Bilabials and Velars: The Phonetics of Beatboxing

A few weeks ago, I watched a video of beatboxing great and first female beatboxing world champion Butterscotch featured by Jason Kottke. Beatboxing has long fascinated me, possibly dating back to when I first heard Matisyahu beatbox on his original Live at Stubbs album. Butterscotch breaks down her own beatbox style, and it’s an absolute treat to watch.

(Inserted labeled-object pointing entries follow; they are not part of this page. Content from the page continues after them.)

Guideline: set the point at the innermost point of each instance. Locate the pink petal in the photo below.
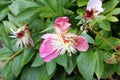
(62, 24)
(52, 56)
(61, 19)
(46, 48)
(96, 5)
(81, 43)
(45, 36)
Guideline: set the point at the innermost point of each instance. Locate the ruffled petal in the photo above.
(52, 56)
(96, 5)
(46, 48)
(81, 43)
(45, 36)
(62, 24)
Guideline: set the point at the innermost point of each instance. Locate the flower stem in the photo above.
(105, 41)
(10, 58)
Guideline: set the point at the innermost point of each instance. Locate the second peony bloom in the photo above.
(60, 41)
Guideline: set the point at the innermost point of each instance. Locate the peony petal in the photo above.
(96, 5)
(52, 56)
(61, 19)
(46, 48)
(81, 43)
(45, 36)
(62, 24)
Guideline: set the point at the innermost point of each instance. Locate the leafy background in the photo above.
(96, 63)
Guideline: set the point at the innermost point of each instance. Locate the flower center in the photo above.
(20, 34)
(89, 14)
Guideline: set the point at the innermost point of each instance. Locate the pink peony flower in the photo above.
(23, 37)
(94, 8)
(61, 41)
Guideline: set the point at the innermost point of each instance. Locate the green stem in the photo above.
(105, 41)
(10, 58)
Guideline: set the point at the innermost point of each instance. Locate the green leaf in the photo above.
(5, 52)
(81, 3)
(48, 12)
(99, 69)
(51, 66)
(16, 65)
(115, 11)
(12, 20)
(43, 73)
(112, 19)
(110, 5)
(38, 61)
(3, 13)
(67, 12)
(31, 73)
(71, 63)
(88, 37)
(112, 40)
(4, 2)
(62, 74)
(17, 6)
(27, 55)
(105, 25)
(86, 64)
(27, 13)
(99, 18)
(109, 70)
(5, 38)
(61, 60)
(9, 25)
(118, 69)
(6, 72)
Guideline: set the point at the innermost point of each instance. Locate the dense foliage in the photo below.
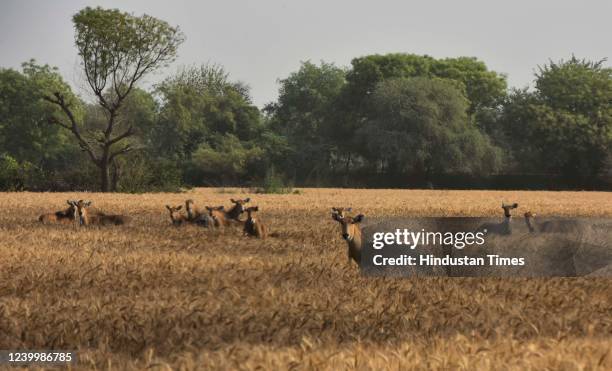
(387, 120)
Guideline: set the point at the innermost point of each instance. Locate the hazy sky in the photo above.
(261, 41)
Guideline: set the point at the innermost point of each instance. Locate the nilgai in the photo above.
(237, 210)
(503, 228)
(197, 216)
(85, 218)
(176, 216)
(341, 211)
(217, 213)
(66, 216)
(351, 232)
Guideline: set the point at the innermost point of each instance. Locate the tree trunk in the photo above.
(104, 170)
(104, 177)
(115, 176)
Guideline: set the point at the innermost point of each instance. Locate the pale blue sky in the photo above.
(261, 41)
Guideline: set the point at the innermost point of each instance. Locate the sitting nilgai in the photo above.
(351, 234)
(176, 216)
(503, 228)
(341, 211)
(97, 219)
(195, 215)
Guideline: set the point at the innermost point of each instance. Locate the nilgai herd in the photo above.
(217, 217)
(79, 213)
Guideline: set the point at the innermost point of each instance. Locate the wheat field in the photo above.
(149, 295)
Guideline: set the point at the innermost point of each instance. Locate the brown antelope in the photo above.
(351, 232)
(176, 216)
(195, 215)
(341, 211)
(66, 216)
(236, 210)
(504, 227)
(97, 219)
(254, 226)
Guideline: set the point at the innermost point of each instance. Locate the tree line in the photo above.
(399, 120)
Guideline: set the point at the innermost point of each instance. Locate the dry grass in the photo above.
(151, 295)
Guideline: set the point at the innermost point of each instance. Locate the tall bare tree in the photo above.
(117, 50)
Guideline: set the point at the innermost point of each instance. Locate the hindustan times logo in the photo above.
(413, 239)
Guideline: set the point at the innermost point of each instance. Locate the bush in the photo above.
(15, 176)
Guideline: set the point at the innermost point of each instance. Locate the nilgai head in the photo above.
(83, 214)
(528, 220)
(349, 225)
(340, 211)
(175, 214)
(239, 204)
(507, 208)
(190, 208)
(72, 210)
(251, 210)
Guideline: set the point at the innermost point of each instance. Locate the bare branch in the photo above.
(128, 148)
(125, 134)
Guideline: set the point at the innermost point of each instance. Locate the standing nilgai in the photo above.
(351, 232)
(503, 228)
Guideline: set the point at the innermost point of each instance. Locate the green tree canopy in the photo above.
(305, 114)
(117, 50)
(420, 126)
(565, 124)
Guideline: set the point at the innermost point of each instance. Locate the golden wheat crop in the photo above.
(151, 295)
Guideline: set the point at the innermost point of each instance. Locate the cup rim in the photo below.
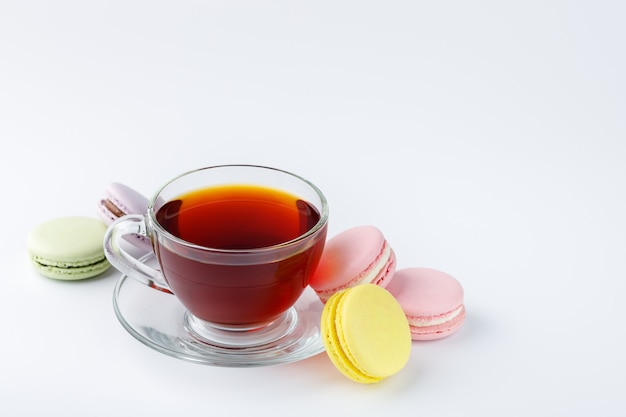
(323, 220)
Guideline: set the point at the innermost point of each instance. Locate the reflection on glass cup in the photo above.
(236, 244)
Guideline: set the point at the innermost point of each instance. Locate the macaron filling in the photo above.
(435, 320)
(113, 208)
(378, 272)
(70, 268)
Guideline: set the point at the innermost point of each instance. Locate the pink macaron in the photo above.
(359, 255)
(432, 301)
(120, 200)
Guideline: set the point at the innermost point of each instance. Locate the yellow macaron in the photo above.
(366, 333)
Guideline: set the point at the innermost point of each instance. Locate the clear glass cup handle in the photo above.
(125, 262)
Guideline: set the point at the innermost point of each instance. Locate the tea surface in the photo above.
(237, 217)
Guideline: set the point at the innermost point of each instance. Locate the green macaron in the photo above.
(68, 248)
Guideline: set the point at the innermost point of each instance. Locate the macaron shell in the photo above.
(333, 344)
(68, 248)
(358, 255)
(432, 301)
(125, 198)
(366, 332)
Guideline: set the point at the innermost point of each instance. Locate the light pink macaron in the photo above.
(359, 255)
(432, 301)
(120, 200)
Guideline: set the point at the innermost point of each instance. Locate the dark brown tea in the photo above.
(242, 218)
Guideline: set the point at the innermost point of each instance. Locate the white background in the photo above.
(486, 139)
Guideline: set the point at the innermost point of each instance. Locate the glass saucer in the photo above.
(157, 319)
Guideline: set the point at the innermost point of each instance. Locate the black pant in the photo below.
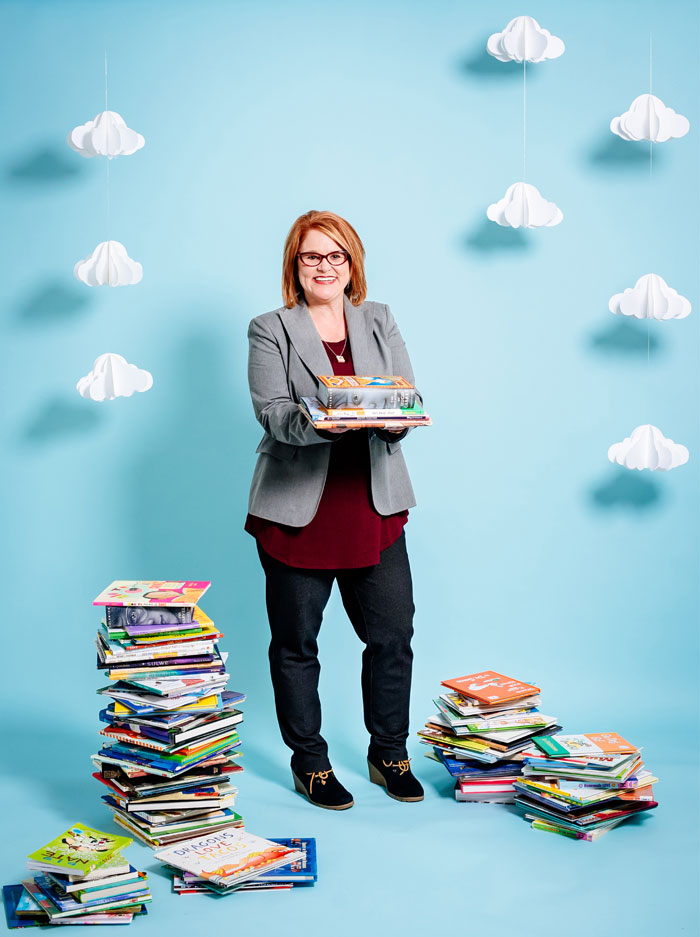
(379, 603)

Like a lot of SLPs, I end up thinking a lot in terms of phonetics, and found myself fascinated by Butterscotch’s clear descriptions of her own beatbox style. Here’s how I would describe each, from a phonetics perspective.

Level 1: Bass Drum

Butterscotch describes this as the boots aspect of her boots and cats warm up. This is most often a bilabial sound [b], and she uses variable amounts of plosive pressure in order to produce it. The louder/harder bass drum line, the stronger the plosive. What’s most interesting, though is when she references “forcing the air” to produce that sound. The [b] phoneme is a voiced stop, and voicing requires glottic closure (meaning that the vocal cords are adducted). Watching Butterscotch perform this slowly made me realize she pairs a glottal stop with the plosive, which allows her to control her airflow. This contributes to the greater rush of air, and the “break” between beats means that she immediately adducts her vocal cords. The longer she retains that glottic closure, the greater the buildup in pressure, and the more powerful the bass drum plosive.

Level 2: Snare

The snare sound is the cats, in this case the [k] phoneme. [k] is a voiceless velar stop, in which the back of the tongue contacts the velum. Given its voiceless nature, the vocal cords are abducted, allowing air flow for either inspiration or expiration (breathing in or breathing out). This will be important later. When producing this snare sound, Butterscotch keeps her jaw in a closed position, while the lips remain relaxed and open, different from the typical [k] English phoneme which relaxes the jaw to open the mouth wider, creating a more resonant sound.

Level 3: Hi Hat

The hi hat uses a [t] phoneme, with the tongue tip contacting the palate at the alveolar ridge. She retains the same jaw position noted with level 2’s snare, which is a slight variation of typical [t] production. Again, typical [t] production has a more relaxed jaw position to allow for greater resonance. I suspect there’s two reasons for this: (1) keeping the articulators closer together means there’s less distance for the tongue to travel between sounds, meaning that there’s less movement required of the tongue between positions, and (2) having a less open oral cavity means there’s less physical space for air to escape, which may help in a small way to further control airflow, and thus keep beatboxing for longer. The end of the hi hat (the “sprinkler” effect Butterscotch references) is a take the stop [t] and shifts it into a fricative [s] to release air and signify the end of that beat. The closed hi hat is a clear [t] and the open hi hat is the stop to fricative [ts].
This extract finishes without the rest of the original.